Em seguida Yanukovich anunciou
eleições antecipadas, a volta a um regime parlamentar de governo e que
se constituirá um governo provisório de unidade nacional.
À primeira vista, o acordo tem ares de encobrir uma manobra conjunta de
União Europeia e Rússia, quando, de fato, Moscou continua a manter silêncio
impenetrável sobre os eventos na Ucrânia. A União Europeia, representada pelos
ministros de Relações Exteriores de Alemanha e Polônia, capitalizou a violência
crescente e a indecisão de Yanukovich, para forçar um acordo; e Moscou ficou
sem escolha, além de deixar-se ver como “vai-com-os-outros”.

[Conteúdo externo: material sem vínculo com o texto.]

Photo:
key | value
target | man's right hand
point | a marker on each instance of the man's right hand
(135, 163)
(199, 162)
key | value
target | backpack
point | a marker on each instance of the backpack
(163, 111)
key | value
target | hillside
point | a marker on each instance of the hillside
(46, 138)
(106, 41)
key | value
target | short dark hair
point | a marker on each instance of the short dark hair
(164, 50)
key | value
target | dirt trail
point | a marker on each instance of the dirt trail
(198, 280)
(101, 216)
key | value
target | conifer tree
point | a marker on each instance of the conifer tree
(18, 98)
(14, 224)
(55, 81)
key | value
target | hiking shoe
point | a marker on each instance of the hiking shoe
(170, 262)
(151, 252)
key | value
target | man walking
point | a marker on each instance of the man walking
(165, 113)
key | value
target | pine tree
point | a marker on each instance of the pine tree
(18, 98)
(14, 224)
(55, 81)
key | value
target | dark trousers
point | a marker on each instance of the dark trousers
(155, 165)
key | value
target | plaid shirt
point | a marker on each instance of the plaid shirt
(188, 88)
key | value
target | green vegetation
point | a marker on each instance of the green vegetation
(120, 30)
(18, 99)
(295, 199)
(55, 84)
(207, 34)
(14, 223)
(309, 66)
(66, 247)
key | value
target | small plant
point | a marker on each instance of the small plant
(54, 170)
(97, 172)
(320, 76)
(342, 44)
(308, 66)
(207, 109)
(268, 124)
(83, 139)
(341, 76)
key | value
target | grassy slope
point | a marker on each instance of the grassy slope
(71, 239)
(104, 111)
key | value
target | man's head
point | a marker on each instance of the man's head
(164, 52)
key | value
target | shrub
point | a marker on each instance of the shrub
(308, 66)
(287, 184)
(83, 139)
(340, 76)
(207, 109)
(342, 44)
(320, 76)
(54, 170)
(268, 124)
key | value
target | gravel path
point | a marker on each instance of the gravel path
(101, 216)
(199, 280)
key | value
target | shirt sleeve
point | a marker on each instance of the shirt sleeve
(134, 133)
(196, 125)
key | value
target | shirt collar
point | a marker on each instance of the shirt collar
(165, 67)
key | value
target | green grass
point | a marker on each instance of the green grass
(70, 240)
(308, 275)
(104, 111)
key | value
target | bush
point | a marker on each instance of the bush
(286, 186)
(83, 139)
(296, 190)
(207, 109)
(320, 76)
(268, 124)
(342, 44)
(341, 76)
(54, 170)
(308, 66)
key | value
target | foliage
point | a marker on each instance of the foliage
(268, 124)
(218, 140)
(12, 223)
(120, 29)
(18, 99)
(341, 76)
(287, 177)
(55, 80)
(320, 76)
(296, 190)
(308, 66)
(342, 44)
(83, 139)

Com toda a probabilidade trata-se de um recesso. É o que se vê claramente
nos relatórios divergentes publicados por Washington e Moscou do telefonema que
o presidente Barack Obama fez para Vladimir Putin, e da conversa que tiveram,
na 6ª-feira (21/2/2014).
O relatório distribuído pelo Kremlin não menciona o acordo em Kiev; em vez disso
destaca o “trabalho com a oposição radical” que a Rússia culpa por ter criado o
perigoso confronto (por instigação do ocidente, é claro). E o relatório
distribuído pela Casa Branca prefere destacar a “necessidade de
implementar rapidamente” o acordo em Kiev e a necessidade de reformas (neoliberais,
claro) para pôr ordem na economia política da Ucrânia.

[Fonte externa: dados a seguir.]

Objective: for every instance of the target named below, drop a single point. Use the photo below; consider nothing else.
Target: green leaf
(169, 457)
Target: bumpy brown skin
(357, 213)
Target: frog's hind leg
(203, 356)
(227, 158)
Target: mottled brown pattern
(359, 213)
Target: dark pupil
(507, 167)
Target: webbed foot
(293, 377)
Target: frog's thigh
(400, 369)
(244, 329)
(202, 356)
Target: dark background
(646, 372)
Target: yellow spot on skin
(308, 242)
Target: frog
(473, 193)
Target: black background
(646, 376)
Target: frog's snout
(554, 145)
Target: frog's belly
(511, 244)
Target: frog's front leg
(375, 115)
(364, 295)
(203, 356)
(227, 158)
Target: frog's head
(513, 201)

Evidentemente, o desacordo EUA-Rússia vai-se aprofundando – embora Obama
tenha acrescentado uma pitada de açúcar à pílula amarga, dando parabéns a
Putin, embora atrasados, pelo sucesso dos Jogos Olímpicos de Inverno de Sochi.
Por que “pílula amarga”?
Em resumo: Washington passou a perna em Moscou, num movimento espetacular
(embora sujo) na crise ucraniana. Depois de acender os estopins dos protestos
contra a decisão de Yanukovich de aceitar o resgate de $15 bilhões que a Rússia
ofereceu, o confronto cresceu como bola de neve até se converter em exigência
de “mudança de regime” e rapidamente ganhou proporções de crise, com a injeção
de elementos radicais nos protestos.
Protestos em Kiev após Yanukovich aceitar resgate da Rússia em 22/1/2014 |
A violência subsequente, por sua vez, foi pretexto perfeito para a
diplomacia ocidental de coerção, que tirou vantagem da personagem política de
Yanukovich.
O resultado aí está. Uma “oposição” sem qualquer representação e nutrida
por Alemanha e Polônia está sendo catapultada para o poder; e cria-se um
governo de “unidade nacional”. A questão difícil, porém, vem agora: como
pilotarão o barco ucraniano?
É claro que a geopolítica está no centro de tudo que está acontecendo,
como se vê claramente na reignição das ambições históricas de Alemanha e
Polônia em relação à Ucrânia como sua “esfera de influência”.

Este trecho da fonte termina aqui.